As described above, according to the present invention, a high-speed charging circuit is provided in a reference voltage generating circuit using a low-pass filter having a large time constant to speed up the rise of the reference voltage when the power is turned on. Can be planned. The high-speed charging circuit is driven off by the comparator comparing the voltage at the voltage dividing output terminal of the voltage dividing circuit with the voltage at the reference voltage output terminal and detecting that the difference has fallen below a predetermined level. Therefore, the rising characteristic is improved, and the time constant of the low-pass filter is kept large, so that the reference voltage output does not become unstable. When a comparator having a hysteresis characteristic having two thresholds is used as the comparator, ringing of the reference voltage output terminal due to the on / off control of the high-speed charging circuit is prevented, and the reference voltage becomes unstable due to the provision of the high-speed charging circuit.
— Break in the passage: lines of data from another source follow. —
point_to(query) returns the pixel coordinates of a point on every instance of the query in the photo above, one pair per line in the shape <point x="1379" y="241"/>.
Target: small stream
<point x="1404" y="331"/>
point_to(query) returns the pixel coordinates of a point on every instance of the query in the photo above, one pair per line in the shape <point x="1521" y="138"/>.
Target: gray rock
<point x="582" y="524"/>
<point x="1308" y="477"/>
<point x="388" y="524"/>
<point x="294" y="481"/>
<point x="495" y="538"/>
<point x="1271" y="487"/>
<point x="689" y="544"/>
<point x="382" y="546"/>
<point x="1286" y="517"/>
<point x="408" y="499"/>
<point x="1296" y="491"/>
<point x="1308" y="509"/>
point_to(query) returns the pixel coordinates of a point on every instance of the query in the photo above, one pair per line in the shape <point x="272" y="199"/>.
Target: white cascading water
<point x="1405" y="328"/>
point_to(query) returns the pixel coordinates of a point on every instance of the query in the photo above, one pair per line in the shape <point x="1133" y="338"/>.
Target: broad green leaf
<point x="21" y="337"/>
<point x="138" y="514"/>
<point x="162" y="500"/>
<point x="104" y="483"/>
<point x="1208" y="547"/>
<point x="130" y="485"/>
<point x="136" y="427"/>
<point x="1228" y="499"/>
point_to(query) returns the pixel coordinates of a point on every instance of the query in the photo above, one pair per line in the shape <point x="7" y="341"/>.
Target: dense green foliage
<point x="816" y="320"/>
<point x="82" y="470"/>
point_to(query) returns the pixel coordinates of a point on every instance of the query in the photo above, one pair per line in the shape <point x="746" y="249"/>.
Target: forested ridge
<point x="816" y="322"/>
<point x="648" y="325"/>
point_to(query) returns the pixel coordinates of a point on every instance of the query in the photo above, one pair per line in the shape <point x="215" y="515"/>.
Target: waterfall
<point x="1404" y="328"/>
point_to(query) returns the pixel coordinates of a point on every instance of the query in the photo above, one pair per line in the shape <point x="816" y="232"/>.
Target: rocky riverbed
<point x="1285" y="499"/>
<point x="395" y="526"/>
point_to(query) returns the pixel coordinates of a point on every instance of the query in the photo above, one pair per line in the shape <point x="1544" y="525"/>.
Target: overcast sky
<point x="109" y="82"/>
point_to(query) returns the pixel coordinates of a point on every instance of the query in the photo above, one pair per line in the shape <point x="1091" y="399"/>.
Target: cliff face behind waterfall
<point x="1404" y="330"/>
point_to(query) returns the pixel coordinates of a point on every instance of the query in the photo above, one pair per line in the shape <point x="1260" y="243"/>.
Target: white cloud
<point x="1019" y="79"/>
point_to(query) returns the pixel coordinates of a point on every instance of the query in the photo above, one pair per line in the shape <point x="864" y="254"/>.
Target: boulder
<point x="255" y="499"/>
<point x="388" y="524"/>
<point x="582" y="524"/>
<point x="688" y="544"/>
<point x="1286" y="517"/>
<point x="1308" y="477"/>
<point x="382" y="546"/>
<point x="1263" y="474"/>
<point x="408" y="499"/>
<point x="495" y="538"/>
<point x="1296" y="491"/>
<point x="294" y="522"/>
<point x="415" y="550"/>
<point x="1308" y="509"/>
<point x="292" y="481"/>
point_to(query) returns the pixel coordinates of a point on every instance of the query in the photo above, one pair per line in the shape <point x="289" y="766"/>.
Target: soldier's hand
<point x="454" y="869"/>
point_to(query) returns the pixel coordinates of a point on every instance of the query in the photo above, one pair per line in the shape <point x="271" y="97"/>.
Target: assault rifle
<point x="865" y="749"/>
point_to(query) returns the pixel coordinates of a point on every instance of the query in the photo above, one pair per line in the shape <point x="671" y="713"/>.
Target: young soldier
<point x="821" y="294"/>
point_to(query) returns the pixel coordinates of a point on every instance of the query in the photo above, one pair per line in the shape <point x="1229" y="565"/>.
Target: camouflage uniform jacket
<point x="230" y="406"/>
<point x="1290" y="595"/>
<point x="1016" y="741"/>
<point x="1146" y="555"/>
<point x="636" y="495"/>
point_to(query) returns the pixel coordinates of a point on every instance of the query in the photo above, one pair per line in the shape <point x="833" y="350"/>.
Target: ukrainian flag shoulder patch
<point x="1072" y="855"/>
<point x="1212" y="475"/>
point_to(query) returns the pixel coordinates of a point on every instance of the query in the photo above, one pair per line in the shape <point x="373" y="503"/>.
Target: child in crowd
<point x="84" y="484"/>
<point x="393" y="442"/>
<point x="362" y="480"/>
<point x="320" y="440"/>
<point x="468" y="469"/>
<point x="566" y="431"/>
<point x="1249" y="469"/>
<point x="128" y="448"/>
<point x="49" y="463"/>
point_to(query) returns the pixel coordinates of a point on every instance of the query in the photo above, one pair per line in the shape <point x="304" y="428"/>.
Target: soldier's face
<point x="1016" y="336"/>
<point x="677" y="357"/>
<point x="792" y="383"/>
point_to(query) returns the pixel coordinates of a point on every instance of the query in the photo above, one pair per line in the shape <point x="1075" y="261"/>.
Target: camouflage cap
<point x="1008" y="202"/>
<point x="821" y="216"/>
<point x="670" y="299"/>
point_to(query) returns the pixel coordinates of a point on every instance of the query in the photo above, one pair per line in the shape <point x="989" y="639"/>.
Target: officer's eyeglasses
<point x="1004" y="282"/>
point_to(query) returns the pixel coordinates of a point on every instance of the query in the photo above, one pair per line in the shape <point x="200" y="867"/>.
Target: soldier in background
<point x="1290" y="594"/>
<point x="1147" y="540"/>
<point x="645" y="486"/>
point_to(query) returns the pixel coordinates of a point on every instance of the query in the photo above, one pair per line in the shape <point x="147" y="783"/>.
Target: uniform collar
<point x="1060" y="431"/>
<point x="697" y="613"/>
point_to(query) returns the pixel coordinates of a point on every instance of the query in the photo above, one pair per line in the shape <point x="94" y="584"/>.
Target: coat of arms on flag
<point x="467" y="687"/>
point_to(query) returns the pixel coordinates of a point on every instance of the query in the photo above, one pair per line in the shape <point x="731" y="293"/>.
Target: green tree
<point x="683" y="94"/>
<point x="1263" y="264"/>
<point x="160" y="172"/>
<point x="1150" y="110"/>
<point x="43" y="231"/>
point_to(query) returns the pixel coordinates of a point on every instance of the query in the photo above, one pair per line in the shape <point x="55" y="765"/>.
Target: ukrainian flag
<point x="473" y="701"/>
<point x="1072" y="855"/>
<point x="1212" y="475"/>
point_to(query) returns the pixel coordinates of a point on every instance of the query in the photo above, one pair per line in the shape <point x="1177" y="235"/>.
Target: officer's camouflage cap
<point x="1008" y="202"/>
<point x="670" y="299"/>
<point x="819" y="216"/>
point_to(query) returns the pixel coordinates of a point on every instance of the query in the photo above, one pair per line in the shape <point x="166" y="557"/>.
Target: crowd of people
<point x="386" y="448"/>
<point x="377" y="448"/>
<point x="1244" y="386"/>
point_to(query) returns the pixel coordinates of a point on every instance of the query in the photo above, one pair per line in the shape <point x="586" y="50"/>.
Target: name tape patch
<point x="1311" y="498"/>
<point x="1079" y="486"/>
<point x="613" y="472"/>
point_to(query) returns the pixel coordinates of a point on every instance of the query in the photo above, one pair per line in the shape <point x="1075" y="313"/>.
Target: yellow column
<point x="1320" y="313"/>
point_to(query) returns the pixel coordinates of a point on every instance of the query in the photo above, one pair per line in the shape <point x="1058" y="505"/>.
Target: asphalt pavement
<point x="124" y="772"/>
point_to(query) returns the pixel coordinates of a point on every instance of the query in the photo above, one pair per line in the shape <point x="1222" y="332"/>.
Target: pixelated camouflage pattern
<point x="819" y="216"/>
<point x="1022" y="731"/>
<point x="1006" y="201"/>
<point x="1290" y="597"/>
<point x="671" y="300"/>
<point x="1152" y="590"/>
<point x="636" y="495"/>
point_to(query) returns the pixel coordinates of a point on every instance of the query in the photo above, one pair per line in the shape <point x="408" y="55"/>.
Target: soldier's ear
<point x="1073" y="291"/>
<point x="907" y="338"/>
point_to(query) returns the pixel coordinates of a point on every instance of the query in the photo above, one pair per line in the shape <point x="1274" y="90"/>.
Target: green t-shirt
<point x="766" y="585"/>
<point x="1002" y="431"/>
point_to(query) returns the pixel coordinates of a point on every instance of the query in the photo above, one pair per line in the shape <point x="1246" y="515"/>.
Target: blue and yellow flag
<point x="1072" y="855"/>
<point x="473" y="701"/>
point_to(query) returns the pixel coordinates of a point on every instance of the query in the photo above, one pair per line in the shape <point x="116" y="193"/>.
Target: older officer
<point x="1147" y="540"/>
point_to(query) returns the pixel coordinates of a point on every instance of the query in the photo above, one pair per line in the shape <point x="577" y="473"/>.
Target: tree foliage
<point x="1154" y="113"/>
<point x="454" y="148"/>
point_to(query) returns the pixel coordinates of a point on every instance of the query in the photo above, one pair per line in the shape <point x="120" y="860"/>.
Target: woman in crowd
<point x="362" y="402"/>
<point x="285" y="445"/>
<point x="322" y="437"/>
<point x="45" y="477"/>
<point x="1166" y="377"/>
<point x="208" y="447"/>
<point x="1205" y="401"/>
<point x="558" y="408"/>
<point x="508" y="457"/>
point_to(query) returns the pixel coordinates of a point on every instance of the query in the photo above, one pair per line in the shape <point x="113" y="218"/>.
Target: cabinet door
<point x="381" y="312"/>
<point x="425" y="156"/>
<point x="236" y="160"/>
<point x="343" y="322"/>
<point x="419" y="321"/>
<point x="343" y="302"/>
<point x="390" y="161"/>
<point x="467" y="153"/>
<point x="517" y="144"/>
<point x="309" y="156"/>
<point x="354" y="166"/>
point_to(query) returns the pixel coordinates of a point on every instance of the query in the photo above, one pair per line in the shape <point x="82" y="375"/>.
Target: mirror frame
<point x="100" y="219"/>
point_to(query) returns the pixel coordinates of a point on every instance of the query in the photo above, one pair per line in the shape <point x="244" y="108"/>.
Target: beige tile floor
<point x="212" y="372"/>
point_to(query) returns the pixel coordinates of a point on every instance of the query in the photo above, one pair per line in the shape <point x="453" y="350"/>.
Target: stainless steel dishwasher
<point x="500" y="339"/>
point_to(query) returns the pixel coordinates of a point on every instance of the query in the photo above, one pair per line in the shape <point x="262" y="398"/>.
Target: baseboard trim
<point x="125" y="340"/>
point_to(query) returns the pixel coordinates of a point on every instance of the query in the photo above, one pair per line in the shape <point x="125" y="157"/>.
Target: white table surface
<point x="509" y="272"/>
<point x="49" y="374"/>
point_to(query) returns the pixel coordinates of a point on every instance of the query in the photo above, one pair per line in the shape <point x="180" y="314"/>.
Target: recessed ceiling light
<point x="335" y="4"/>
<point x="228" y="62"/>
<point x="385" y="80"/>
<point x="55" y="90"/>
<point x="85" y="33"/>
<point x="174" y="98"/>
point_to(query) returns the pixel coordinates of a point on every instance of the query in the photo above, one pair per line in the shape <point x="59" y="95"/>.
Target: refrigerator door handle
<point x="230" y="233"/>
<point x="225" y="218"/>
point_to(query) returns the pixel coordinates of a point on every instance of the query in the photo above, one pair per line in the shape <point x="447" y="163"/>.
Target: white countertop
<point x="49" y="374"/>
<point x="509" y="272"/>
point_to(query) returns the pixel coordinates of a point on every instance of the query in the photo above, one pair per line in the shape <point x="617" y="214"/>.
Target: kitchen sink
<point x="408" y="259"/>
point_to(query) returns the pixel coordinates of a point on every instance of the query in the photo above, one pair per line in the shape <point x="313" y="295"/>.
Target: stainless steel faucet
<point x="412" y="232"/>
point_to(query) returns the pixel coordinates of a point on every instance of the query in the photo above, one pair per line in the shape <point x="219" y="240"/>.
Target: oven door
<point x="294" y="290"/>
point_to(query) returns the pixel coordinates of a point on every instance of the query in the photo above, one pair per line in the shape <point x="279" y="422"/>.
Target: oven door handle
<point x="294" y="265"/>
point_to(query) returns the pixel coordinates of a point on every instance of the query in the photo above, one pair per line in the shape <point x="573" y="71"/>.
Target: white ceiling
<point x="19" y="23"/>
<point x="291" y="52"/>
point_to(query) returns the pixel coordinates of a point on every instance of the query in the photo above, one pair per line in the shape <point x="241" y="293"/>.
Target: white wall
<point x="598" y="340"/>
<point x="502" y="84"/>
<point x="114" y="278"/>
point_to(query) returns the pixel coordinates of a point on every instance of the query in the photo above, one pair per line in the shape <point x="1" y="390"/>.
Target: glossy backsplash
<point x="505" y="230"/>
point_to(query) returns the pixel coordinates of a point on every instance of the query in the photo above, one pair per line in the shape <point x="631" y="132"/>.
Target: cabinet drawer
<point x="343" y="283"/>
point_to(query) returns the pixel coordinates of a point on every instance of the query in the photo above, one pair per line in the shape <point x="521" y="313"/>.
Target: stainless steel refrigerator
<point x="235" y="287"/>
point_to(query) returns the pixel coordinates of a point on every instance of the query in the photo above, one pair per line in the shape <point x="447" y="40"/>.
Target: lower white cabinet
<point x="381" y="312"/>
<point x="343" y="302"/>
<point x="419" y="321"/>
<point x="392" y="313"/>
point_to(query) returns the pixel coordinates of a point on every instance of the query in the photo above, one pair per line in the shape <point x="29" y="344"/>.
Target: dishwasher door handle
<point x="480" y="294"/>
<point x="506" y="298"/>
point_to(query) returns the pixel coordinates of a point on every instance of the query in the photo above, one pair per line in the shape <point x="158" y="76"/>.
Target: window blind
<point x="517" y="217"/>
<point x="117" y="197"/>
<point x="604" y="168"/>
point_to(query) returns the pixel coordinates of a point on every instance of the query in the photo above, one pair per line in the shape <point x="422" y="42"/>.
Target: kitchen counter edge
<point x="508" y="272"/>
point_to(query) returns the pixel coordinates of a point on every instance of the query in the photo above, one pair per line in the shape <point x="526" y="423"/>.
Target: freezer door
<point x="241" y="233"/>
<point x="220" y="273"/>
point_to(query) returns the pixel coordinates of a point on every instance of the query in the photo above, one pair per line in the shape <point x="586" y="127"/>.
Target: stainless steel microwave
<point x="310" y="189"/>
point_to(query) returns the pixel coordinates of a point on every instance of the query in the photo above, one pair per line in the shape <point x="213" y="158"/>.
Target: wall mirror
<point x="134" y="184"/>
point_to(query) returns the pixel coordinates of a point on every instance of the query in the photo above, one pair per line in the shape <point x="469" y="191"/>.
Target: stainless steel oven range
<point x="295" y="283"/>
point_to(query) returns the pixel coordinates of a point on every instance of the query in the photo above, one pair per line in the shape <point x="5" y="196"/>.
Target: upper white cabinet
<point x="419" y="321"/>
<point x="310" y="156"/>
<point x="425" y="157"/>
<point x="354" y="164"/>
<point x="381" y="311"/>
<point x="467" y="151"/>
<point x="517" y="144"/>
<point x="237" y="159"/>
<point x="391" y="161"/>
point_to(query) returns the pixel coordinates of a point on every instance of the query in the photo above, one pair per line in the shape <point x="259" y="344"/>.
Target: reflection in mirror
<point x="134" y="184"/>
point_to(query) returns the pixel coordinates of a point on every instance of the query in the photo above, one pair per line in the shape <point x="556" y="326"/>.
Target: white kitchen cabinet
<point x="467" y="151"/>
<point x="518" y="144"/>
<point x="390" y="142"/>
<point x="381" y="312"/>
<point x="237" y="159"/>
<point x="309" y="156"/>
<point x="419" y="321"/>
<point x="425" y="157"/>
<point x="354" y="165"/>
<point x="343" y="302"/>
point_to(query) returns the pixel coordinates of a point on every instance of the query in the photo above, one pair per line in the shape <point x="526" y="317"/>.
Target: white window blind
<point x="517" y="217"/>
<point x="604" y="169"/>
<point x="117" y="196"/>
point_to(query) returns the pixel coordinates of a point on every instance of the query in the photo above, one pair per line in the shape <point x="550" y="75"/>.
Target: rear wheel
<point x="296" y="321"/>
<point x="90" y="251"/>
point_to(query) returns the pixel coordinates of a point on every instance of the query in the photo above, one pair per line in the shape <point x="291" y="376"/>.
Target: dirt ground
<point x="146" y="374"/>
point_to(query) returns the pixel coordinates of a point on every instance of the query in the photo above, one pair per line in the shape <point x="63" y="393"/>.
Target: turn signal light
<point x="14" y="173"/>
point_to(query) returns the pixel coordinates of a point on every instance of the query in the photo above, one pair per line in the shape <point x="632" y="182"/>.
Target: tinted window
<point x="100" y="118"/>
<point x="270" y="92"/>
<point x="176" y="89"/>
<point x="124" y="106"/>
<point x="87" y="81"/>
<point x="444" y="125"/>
Can be prevented.

[Brief description of the drawings]

FIG. 1 shows a main configuration of a reference voltage generation circuit according to an embodiment of the present invention.

FIG. 2 shows a specific configuration of a reference voltage generation circuit of the embodiment.

FIG. 3 shows a power-down control circuit used in the reference voltage generation circuit of the embodiment.

FIG. 4 is a characteristic diagram for explaining the operation of the reference voltage generation circuit of the embodiment.

FIG. 5 shows a conventional reference voltage generation circuit.

[Explanation of symbols]

DESCRIPTION OF SYMBOLS 1 ... Division circuit, 2 ... Low pass filter, 3 ... High-speed charging circuit, 4 ... Comparator, 5 ... Inverter, 6 ... Bias circuit, 7 ... Power down control circuit, NA ... Division output terminal, NB ... Reference voltage output Terminal.

Claims (3)

[Claims] A voltage dividing means for dividing a power supply voltage; a low-pass filter means for integrating a voltage of a voltage dividing output terminal of the voltage dividing means to output a reference voltage to a reference voltage output terminal; A high-speed charging means provided at the terminal and turned on at power-on to charge the reference voltage output terminal at a higher speed than the low-pass filter means; And a comparison means for detecting that the voltage of the high-speed charging means has fallen below a predetermined level and for driving the high-speed charging means off. 2. The comparison means has a first threshold value substantially equal to the voltage of the divided voltage output terminal when the voltage of the reference voltage output terminal rises, and has the first threshold value when the reference voltage output terminal falls. 2. The reference voltage generating circuit according to claim 1, wherein the comparator is a comparator having a hysteresis characteristic having a second threshold slightly lower than the voltage of the divided output terminal. 3. The reference voltage generating circuit according to claim 1, further comprising a power down control unit for disconnecting the voltage dividing unit and the comparing unit from a power supply.